GST pull down. To assess protein-protein interactions in cells, subconfluent HeLa cells were infected with vT7-3 at a multiplicity of infection of 5 PFU per cell and at 1 h postinfection were transfected with pTM1-GST or pTM1-GST-N (1.5 μg) and pTM1-N constructs (1 μg), using DOTAP (Roche Molecular) and OptiMEM medium (GIBCO). The cytoplasmic extract was prepared at 24 h posttransfection in lysis buffer (Tris-HCl, pH 7.5; NaCl, 140 mM; EDTA, 1 mM; NP-40, 0.5%; protease inhibitor [Roche Molecular]), and membranes and cell debris were pelleted at 13,000 rpm for 5 min at 4°C. The GST complexes were selected on Sepharose beads coupled to glutathione (Pharmacia). After extensive washing with phosphate-buffered saline, the complex retained on the beads was treated with the dissociation buffer. The proteins, denatured for 5 min at 95°C, were analyzed by polyacrylamide gel electrophoresis (PAGE) and immunoblotting with RVFV or TOSV N-specific murine polyclonal antibodies.
RESULTS
RVFV nucleoprotein forms dimers in purified RVFV RNPs. To determine the oligomerization state of the RVFV N protein, RNPs from infected Vero cells were purified to equilibrium in a cesium chloride gradient and treated with two chemical cross-linking reagents: (i) glutaraldehyde, which reacts with Lys, His, Trp, and Tyr residues with a spacer arm length of 6 angstroms, and (ii) SAB, which is a bifunctional reagent of fixed size (13.1 angstroms) reacting only with lysine residues.

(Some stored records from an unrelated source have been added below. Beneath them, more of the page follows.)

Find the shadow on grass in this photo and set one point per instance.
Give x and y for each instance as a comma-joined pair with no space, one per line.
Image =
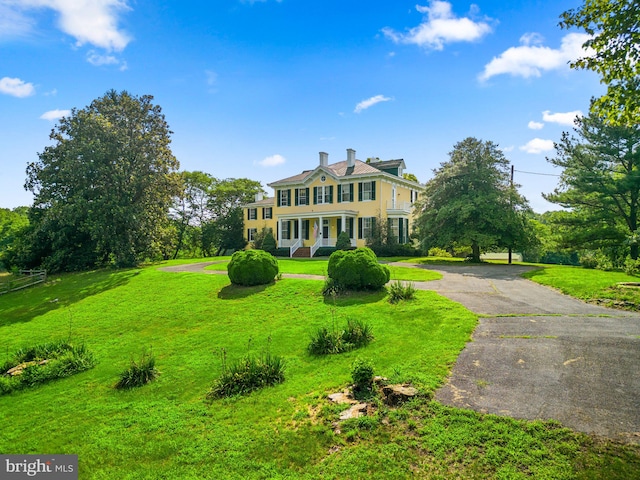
57,292
232,292
349,298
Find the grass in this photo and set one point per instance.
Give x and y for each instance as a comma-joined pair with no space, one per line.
590,285
168,430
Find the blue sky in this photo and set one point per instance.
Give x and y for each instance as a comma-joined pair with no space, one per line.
257,88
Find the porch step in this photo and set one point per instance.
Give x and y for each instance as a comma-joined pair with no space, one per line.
302,252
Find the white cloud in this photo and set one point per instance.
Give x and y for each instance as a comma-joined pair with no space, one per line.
370,102
272,161
566,118
537,145
440,26
530,60
93,22
12,22
52,115
16,87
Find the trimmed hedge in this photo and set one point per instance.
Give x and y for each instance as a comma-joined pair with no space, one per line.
252,267
357,270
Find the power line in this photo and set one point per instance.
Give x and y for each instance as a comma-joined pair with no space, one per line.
536,173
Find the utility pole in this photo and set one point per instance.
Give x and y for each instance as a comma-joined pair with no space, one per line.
511,204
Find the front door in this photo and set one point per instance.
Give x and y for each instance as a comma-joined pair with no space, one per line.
325,232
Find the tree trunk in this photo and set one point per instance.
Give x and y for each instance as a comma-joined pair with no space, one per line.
475,252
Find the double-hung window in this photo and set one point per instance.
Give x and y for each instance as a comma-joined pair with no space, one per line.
323,194
366,191
345,192
284,199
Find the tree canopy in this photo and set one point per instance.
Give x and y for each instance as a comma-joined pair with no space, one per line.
103,189
470,201
600,184
614,26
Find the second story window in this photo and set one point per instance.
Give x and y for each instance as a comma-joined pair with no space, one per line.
346,193
366,191
323,194
302,196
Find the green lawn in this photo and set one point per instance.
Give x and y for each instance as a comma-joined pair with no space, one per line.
588,284
167,430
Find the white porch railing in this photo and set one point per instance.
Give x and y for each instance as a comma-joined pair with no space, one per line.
314,248
294,247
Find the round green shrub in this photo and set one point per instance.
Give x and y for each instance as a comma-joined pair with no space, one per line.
357,270
252,267
343,242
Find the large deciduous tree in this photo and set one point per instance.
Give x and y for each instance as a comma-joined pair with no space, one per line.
600,185
104,188
614,26
470,201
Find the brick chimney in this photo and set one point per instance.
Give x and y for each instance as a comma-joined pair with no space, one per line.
351,157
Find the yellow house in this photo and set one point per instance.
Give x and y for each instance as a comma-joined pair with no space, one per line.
310,209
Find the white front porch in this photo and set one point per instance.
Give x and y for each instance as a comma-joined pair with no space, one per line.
314,230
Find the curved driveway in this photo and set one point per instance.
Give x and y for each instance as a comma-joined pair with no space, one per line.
539,354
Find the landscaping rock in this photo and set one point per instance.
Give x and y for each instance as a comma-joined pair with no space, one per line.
397,394
343,397
17,370
357,410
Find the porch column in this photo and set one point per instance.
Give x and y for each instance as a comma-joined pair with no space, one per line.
279,232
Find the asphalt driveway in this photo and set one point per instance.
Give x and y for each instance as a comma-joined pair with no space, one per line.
538,354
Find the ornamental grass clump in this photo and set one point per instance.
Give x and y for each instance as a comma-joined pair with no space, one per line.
252,267
138,373
247,374
399,291
327,341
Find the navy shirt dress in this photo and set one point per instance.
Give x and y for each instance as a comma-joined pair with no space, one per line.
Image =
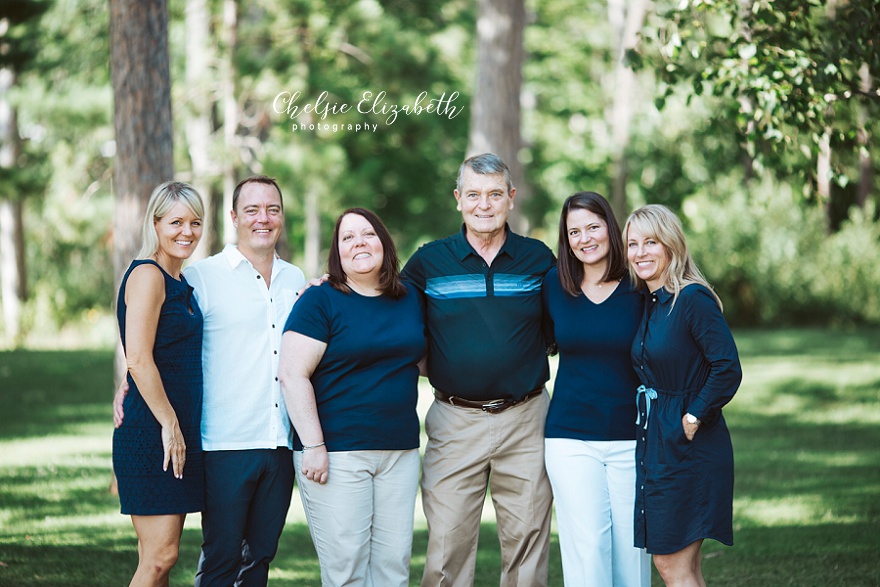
687,362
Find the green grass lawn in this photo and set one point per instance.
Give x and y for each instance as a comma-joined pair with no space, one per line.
806,428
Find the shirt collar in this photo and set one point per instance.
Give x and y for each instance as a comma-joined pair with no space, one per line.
235,258
663,295
463,248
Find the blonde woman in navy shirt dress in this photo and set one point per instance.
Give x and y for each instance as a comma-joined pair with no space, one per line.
689,369
590,432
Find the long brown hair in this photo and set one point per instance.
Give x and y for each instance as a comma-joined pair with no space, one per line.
571,269
389,274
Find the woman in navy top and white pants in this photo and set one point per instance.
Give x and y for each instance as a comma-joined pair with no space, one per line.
349,370
590,432
689,369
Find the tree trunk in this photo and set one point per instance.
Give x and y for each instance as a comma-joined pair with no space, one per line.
199,94
230,115
312,248
823,176
139,71
863,191
12,266
626,20
495,107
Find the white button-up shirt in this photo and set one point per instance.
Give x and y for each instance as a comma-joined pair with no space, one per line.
243,407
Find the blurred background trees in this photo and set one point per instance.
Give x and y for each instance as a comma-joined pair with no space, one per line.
755,120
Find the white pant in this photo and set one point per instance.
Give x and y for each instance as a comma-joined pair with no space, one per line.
361,520
594,485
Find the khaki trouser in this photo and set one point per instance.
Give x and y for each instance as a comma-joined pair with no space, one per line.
469,450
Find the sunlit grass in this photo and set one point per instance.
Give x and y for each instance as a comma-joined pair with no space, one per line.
805,427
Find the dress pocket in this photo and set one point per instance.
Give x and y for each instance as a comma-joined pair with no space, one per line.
674,445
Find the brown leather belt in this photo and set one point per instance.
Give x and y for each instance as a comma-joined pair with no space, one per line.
493,406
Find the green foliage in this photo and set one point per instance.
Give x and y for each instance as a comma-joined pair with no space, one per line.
772,260
792,72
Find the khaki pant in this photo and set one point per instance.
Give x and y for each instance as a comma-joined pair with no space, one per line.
361,520
469,450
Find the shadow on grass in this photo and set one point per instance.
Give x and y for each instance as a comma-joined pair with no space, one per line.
817,555
834,345
30,391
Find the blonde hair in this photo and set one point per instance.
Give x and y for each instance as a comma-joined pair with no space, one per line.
661,224
163,198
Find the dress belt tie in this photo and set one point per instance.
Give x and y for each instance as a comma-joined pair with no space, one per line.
650,393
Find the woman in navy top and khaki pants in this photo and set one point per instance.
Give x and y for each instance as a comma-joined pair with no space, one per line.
349,370
689,369
590,433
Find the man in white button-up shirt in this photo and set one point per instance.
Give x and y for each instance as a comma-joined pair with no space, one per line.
245,293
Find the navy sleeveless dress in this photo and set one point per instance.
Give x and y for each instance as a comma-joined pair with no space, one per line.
144,488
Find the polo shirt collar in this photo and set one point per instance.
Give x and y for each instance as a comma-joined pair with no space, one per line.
462,248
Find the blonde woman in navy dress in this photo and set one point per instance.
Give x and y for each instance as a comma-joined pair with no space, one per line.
157,452
688,365
590,433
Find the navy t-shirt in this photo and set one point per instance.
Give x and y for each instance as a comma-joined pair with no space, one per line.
595,389
366,384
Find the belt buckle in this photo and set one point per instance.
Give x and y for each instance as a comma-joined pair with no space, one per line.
495,406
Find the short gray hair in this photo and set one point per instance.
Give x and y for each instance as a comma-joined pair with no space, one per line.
485,164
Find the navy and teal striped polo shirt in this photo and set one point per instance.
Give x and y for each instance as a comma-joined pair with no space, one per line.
484,322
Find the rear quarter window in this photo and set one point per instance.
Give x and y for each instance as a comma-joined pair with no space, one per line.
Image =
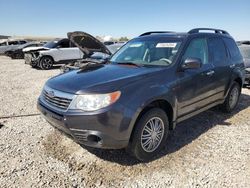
217,49
233,49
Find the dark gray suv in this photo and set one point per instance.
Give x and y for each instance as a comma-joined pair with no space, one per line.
148,86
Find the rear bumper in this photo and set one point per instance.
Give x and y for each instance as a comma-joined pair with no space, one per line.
92,130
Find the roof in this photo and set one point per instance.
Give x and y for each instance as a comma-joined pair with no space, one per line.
209,31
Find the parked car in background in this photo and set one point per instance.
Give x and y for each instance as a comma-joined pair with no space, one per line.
152,83
10,44
54,52
95,56
244,47
17,52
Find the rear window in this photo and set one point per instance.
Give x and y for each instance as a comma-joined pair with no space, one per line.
245,51
233,49
13,42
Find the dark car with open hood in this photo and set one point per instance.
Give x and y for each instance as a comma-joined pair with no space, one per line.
148,86
244,47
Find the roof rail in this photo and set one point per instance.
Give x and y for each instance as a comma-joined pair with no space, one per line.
155,32
196,30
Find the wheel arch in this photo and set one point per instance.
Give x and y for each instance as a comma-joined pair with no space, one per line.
157,103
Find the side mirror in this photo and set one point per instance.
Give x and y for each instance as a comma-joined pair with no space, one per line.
191,63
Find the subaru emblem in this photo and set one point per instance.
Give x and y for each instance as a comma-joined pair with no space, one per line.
51,94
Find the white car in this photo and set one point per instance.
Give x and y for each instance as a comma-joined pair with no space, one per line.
10,44
54,52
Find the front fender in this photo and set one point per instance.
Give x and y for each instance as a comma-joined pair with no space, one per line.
143,96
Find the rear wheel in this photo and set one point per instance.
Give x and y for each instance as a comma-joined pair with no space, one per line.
46,63
150,134
232,98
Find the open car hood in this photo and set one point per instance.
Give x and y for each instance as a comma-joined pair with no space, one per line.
35,48
87,43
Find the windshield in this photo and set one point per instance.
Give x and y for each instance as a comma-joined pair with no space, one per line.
51,44
113,48
148,52
245,51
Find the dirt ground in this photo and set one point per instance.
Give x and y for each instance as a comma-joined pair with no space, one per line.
209,150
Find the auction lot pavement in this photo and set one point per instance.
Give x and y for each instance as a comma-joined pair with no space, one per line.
209,150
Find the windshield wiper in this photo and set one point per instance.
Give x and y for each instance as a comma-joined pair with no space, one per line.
129,63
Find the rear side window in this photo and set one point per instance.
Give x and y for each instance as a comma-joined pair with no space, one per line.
233,49
13,42
197,49
217,50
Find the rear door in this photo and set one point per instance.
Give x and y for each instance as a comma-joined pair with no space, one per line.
195,85
219,57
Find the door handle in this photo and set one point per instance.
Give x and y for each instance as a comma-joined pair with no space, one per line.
232,66
209,73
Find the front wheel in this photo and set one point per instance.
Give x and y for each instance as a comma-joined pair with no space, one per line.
150,134
232,98
46,63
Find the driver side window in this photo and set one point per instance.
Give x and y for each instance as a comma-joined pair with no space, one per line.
197,48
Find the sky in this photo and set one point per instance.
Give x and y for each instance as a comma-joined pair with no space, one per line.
122,18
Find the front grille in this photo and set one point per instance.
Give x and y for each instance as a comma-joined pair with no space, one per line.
55,100
28,58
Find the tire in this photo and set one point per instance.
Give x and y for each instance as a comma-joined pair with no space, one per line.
46,63
232,98
140,145
34,64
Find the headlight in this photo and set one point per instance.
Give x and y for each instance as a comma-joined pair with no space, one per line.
92,102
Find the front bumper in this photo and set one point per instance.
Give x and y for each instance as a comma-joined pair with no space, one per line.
104,130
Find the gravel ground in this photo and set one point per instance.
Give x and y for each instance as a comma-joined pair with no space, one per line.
209,150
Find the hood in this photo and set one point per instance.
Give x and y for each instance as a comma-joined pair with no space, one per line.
87,43
102,78
29,49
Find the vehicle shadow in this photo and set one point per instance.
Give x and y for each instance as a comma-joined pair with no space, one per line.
183,134
52,68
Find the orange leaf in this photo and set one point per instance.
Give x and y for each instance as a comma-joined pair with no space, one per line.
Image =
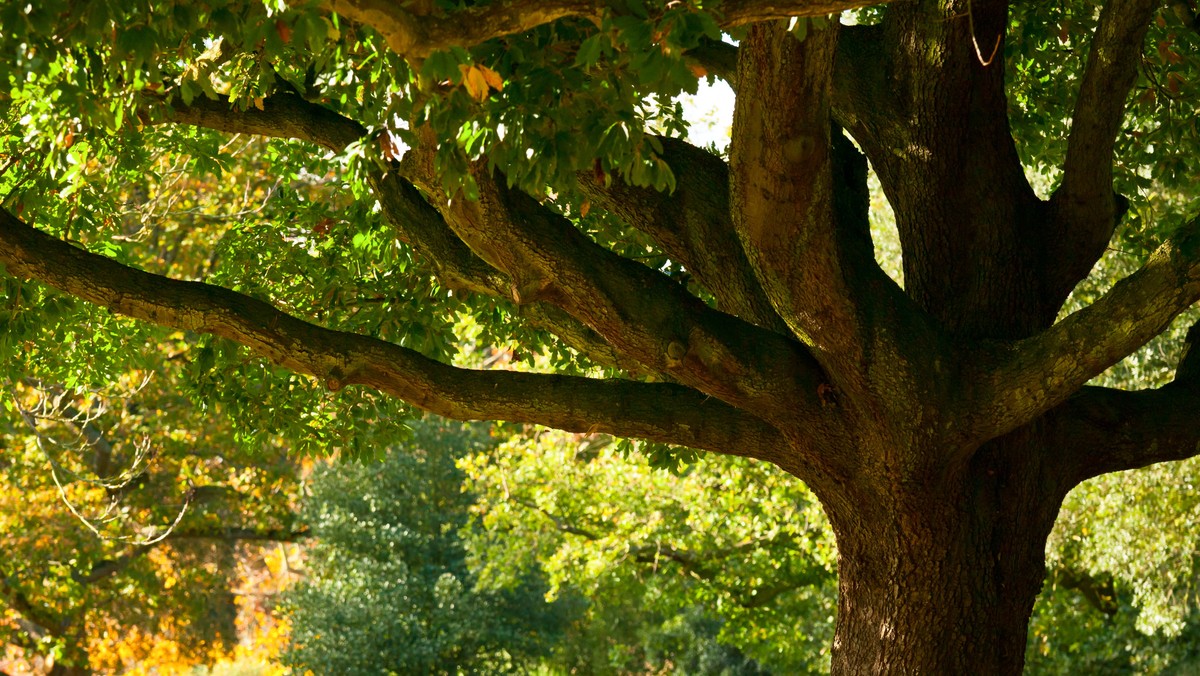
473,79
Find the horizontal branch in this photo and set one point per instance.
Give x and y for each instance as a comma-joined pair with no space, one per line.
415,29
1108,430
654,411
418,223
693,226
1025,378
637,310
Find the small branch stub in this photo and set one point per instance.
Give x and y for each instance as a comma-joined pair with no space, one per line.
335,380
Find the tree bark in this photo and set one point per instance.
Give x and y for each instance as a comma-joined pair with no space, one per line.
942,579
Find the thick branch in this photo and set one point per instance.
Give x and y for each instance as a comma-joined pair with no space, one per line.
1030,377
801,209
693,226
1084,209
415,30
654,411
717,58
641,312
1107,430
418,223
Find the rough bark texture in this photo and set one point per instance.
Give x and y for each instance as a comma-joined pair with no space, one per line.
941,424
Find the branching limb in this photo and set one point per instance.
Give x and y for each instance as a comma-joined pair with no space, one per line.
1029,377
286,115
654,411
1084,209
1108,430
694,227
640,311
801,209
417,29
718,58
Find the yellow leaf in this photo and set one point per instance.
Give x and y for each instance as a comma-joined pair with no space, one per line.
473,79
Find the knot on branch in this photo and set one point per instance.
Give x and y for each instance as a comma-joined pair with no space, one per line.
335,380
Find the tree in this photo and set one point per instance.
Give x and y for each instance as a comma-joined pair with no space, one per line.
126,525
389,590
508,150
726,545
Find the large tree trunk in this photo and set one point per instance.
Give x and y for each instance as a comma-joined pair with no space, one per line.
941,579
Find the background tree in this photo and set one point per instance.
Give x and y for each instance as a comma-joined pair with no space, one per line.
729,306
126,519
388,588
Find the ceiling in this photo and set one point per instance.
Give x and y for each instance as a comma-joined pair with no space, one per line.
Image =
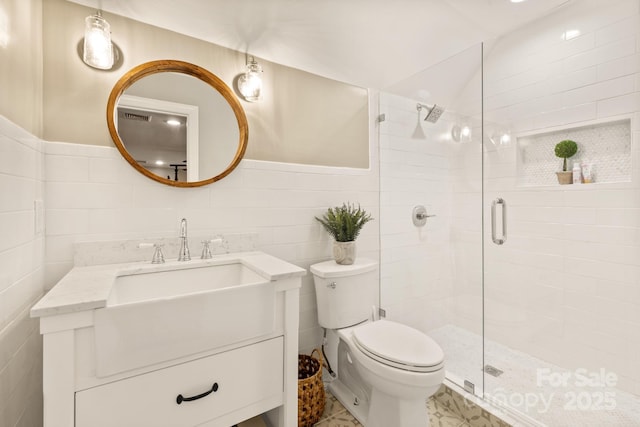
368,43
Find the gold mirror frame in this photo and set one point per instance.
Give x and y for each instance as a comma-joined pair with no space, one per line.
168,65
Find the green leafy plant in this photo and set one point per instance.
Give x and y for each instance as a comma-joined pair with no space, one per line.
345,222
564,150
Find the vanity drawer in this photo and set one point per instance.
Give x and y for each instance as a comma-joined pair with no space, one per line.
244,376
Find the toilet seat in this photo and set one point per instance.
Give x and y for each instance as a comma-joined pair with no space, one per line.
398,346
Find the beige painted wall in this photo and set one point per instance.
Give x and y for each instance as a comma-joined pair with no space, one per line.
303,118
21,63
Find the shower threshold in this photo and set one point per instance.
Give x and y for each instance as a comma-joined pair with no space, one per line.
519,391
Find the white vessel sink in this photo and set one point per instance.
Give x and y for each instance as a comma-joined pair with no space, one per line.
168,312
148,286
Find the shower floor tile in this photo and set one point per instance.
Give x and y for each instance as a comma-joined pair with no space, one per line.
335,415
558,406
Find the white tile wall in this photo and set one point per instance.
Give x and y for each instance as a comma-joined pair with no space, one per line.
564,286
21,277
103,198
416,270
572,261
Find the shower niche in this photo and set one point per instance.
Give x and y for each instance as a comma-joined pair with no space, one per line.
604,145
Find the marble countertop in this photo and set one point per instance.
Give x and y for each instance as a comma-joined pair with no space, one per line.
88,288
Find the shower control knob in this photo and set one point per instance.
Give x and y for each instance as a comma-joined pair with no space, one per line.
419,216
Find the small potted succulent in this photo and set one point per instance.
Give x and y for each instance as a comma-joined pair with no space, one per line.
344,224
564,150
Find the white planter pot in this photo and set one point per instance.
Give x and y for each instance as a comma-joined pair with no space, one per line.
344,252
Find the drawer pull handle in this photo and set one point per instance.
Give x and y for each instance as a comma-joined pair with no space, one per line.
181,398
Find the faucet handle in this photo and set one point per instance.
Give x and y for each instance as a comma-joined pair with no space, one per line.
206,250
158,256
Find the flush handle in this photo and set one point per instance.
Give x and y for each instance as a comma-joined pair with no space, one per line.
180,398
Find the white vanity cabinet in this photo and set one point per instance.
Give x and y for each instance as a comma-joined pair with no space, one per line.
220,385
215,387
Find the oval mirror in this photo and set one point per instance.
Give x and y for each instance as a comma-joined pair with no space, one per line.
177,123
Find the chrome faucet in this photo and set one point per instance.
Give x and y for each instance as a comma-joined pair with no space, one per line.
184,245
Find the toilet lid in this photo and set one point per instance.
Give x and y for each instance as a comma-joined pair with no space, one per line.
399,346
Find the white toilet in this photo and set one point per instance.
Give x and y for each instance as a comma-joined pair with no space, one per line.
385,370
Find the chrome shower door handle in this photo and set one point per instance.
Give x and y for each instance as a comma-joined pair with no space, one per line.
503,205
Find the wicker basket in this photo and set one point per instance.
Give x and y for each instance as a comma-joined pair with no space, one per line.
311,397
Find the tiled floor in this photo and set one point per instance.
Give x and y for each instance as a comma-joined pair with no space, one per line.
519,386
335,415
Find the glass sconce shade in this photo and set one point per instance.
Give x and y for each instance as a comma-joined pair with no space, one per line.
250,83
98,51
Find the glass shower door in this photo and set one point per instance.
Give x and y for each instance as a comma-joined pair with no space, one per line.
431,268
562,262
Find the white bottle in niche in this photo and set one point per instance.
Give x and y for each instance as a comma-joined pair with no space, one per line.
577,173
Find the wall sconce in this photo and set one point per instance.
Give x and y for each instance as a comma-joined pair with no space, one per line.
250,83
98,50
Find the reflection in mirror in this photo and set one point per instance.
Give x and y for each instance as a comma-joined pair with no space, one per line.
168,121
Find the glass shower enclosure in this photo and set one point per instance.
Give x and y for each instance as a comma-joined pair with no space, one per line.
531,287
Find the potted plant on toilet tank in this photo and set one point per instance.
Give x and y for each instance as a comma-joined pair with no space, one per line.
344,224
564,150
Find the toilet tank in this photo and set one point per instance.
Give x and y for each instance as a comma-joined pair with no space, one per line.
346,294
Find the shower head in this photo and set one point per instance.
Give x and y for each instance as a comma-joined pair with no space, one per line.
434,112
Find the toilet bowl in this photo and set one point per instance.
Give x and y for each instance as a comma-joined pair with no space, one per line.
385,370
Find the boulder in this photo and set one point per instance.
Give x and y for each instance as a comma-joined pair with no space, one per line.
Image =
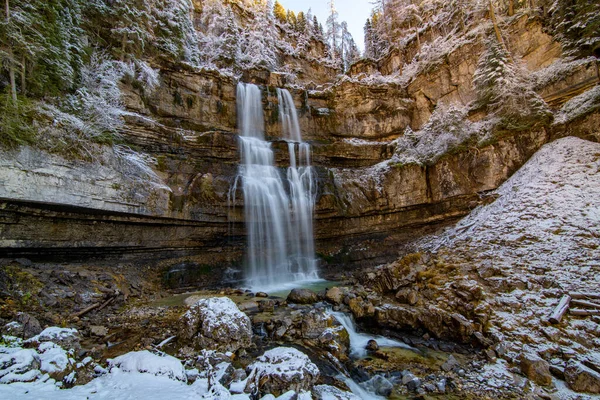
327,392
146,362
31,326
217,324
407,296
535,368
67,338
335,295
378,385
450,364
314,324
280,370
372,345
581,378
302,296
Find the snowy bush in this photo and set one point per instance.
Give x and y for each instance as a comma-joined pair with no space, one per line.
136,166
175,33
504,87
448,129
557,71
148,76
579,106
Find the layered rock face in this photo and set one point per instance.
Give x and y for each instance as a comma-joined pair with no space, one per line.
192,211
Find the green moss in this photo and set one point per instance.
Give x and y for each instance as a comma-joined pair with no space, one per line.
16,120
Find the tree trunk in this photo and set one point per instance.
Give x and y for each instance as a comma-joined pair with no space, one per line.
23,77
561,308
11,62
497,30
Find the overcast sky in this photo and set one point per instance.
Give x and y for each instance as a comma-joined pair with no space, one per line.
354,12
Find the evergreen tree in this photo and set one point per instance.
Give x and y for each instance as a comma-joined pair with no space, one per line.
291,19
504,89
41,41
301,22
279,13
368,31
349,50
333,32
576,23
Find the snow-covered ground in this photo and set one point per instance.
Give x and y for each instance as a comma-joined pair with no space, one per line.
539,239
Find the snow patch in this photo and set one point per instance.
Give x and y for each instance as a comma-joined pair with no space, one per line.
146,362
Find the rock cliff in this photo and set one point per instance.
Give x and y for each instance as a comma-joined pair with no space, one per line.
367,205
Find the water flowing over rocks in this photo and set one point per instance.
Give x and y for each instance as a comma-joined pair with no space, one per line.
282,369
216,323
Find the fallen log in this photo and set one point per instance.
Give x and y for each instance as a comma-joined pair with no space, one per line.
559,311
86,310
585,304
585,295
584,313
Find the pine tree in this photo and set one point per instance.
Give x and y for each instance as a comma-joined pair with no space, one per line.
291,19
576,23
503,87
279,13
301,22
333,32
368,31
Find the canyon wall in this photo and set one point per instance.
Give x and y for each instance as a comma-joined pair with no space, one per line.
191,212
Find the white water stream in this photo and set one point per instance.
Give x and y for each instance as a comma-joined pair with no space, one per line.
359,340
280,229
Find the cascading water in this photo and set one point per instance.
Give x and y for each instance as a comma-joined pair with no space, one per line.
280,231
359,340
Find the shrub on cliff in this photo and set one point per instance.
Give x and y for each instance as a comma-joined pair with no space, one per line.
504,88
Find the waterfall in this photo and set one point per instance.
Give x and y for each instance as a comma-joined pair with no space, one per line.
359,340
279,226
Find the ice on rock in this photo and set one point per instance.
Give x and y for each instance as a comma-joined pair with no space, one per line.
146,362
282,369
216,323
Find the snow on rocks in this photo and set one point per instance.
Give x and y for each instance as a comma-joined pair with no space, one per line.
146,362
327,392
281,369
216,323
19,365
67,338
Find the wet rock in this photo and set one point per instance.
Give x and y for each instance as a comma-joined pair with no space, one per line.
30,325
327,392
413,384
450,364
280,370
407,296
248,306
314,323
535,368
361,308
490,354
407,376
216,323
97,330
67,338
335,295
302,296
372,345
581,378
441,386
429,387
266,305
379,385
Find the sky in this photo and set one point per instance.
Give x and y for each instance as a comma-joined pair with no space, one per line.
354,12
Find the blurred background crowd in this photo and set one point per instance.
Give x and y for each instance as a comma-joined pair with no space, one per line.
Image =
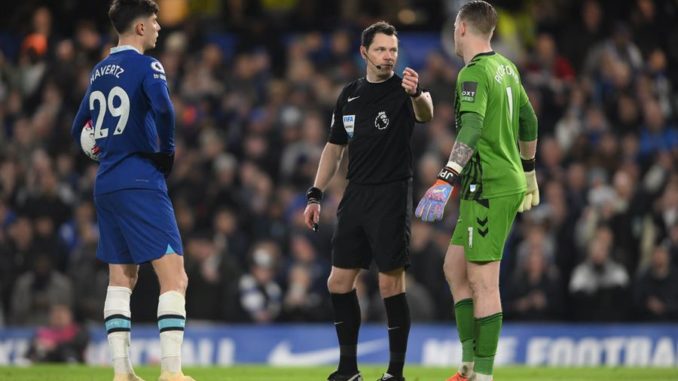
254,84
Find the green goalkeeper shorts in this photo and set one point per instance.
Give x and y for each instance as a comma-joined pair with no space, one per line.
484,225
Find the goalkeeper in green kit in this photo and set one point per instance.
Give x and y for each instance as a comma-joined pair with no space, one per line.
492,163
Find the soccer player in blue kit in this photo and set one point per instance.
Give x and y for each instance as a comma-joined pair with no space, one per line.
129,105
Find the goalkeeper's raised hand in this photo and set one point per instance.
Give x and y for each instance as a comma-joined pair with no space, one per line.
432,206
531,198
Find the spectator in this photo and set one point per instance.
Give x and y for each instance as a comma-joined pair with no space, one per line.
259,294
655,293
37,290
535,290
599,285
62,340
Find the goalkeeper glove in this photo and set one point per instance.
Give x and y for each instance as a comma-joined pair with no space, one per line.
532,194
432,206
164,161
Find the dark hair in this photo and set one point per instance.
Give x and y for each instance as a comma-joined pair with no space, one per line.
481,15
378,27
123,12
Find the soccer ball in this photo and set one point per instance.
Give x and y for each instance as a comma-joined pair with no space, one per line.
87,142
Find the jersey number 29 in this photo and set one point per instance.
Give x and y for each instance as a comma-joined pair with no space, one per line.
108,103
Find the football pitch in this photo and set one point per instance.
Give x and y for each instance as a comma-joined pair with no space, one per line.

When the RVFV RNPs were treated with glutaraldehyde (0.05%) prior to protein analysis by SDS-PAGE and immunoblotting with RVFV N-specific murine polyclonal antibodies (Fig. 1A), the N protein migrated as a band of 55 kDa, a size consistent with the migration of a dimeric form, compared to the monomeric form of 27 kDa observed in the absence of cross-linker (Fig. 1A, lane 1). Bands corresponding to higher molecular mass, including multimers which did not penetrate in the gel, were also detected (Fig. 1A, lanes 2 to 5). When the treatment was carried out with SAB, dimers were almost the only form of oligomers observed (Fig. 1B). The proportion of oligomers increased with the concentration of SAB. Of note, after treatment with both agents, the relative proportion of dimers compared to other oligomers suggests that the dimer represents the major oligomeric form of N in RNPs.
To eliminate the possibility that what we identified as dimers/oligomers might be an adduct between N and the viral RNA, purified RNPs were treated with RNase in the presence or absence of 500 mM NaCl prior to glutaraldehyde treatment. After this treatment, which would disrupt RNA-protein structures and some protein-protein interactions, dimers and multimers were still detected (Fig. 1A, lanes 3 and 5), suggesting that in RNPs, two N molecules are kept in close vicinity, allowing an efficient cross-linking, and that the interaction is relatively stringent.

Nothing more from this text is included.